Theme of the sky or in other words John’s main subject of interest was perceived exactly through such ‘details’. Thus, ‘The Skies’ over Shindisi, Tbilisi or Kutaisi clearly gained characteristic accents of Chinuri or Shavkapito grape plants.
In parallel Japharidze was making preparations as well although in a different way. He was occupied mainly by activities of autumnal works, and the process of painting was handed over to external circumstances. The large scale wall work presented in this exhibition was formerly acted as a tabletop near to the tone wood-fired oven. The surface was built up over time with lime and cyanide paints covering the canvas, on which invisible traces of nature appeared day by day.
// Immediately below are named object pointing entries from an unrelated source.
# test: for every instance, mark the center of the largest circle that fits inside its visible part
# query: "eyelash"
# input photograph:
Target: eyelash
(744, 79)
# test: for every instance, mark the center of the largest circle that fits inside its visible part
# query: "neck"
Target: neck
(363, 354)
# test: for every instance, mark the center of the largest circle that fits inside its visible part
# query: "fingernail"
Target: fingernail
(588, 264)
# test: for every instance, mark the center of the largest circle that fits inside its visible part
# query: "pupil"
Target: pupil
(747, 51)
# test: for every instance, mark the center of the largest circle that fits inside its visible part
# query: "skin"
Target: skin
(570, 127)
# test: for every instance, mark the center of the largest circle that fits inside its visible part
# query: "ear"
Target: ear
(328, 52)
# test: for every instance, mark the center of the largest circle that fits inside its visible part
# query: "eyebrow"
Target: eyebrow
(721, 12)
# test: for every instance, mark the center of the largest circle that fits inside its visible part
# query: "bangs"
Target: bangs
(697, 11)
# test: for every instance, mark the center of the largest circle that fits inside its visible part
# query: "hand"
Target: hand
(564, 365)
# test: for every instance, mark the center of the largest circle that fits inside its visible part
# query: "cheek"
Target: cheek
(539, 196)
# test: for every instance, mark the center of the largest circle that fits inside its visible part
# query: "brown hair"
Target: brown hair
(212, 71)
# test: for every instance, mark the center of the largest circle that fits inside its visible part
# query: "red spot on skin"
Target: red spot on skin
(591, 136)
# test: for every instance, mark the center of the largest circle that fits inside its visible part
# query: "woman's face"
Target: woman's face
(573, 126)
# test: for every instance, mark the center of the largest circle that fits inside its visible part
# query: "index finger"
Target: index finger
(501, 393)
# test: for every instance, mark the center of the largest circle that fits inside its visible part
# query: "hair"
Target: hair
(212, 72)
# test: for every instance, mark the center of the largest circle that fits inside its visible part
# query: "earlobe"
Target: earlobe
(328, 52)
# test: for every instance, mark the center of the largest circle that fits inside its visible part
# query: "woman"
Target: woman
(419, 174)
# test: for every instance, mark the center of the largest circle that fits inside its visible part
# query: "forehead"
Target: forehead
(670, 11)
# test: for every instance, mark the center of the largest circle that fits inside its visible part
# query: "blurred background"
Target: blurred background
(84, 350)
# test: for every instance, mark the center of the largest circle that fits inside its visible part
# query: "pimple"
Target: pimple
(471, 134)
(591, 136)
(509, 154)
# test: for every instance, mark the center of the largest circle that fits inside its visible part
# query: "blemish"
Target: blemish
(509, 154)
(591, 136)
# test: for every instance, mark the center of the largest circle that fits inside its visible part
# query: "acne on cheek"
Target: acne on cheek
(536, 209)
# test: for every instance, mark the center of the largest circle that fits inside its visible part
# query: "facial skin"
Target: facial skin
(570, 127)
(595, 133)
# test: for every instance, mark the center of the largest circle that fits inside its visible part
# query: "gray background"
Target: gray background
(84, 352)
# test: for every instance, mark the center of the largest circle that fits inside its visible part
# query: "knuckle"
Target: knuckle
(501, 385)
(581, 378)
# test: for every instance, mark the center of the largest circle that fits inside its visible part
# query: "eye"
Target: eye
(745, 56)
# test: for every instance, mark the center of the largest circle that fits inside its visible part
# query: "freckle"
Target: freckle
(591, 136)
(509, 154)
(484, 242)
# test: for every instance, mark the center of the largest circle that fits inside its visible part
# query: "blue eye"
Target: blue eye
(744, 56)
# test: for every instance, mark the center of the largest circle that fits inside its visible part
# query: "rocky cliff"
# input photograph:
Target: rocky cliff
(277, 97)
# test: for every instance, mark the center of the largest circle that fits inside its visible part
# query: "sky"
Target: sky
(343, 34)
Marks made by wind, rain, and sun were scattered all over the picture plain and like the depths of the sky revealed endless layers.
At the last stage of working process of American and Georgian painters, the artworks which have been created with an interaction with the nature of the countryside, gradually and harmoniously must transit to urban space and represent themselves in a gallery.
John Riepenhoff and Mamuka Japharidze’s artistic collaboration will take place in the Gallery Artbeat located in the old town of Tbilisi and traditionally will touch on topics of place and its adoption. At this time their work will concentrate on the elegant granite-stone fire-place of this historic gallery.
‘Kera’ (hearth) is a universal place for daily activities and religious rituals across the cultural spectra. In this exhibition it represents functional space of peculiar portal, transitory or so called liminal phenomenon, where artists do not present their art works in a dominant way, but rather let the external circumstances lead, trying neatly to reveal mystical traces of nature and their creative process to viewers. As a result of random occurrences, whenever you find yourself at an unknown crossroad you begin to hesitate. You do not know which direction to go. In such moment if you have adequate faculty of intuition and observation, environment itself can guide you to the right decision and lead to a safe place.
John Riepenhoff is an artist from Milwaukee where he runs The Green Gallery, administers the Open Fund, and founded the Beer Endowment. He is a regular food ideator, art advisor, and advocate for artists.
John Riepenhoff was born and resides in Milwaukee where founded The Green Gallery. Riepenhoff engineers art to serve as connective tissue between cultural entities. He established the Beer Endowment in 2014 to support and advocate for artist-run-organizations. He pays homage to other artists, creating renditions of their work or uses his own to platform others, to acknowledge the influence of community and collaboration in the process of making. He also ideated Double Cream Colby Cheese, started Milwaukee International Art Fair, administers The Open Fund, and paints the night sky in the dark.
Mamuka Japharidze (born in 1962, in Tbilisi) lives and works in Tbilisi and UK. The medium of his works changes according to the context and environment and includes: happenings, collections of objects and images, video projections, photography, linguistic games, drawings, sound design, prints, photo archives collected over a long period of time…
Since 1987, Mamuka Japharidze has been working on conceptual projects. ARTRA was presented at the Georgian Pavilion, the 48th Venice Biennale, 1999. In the same year a video projection, Eye Trees was presented in Atlanta. The artist’s works were exhibited at Georgian National Museum several times, including Reframing the 80s in 2012 and Re:Museum in 2014. With the works by other Georgian artists, Mamuka Japharidze’s installation was featured at the exhibition Beyond Credit at Art in General, in New York.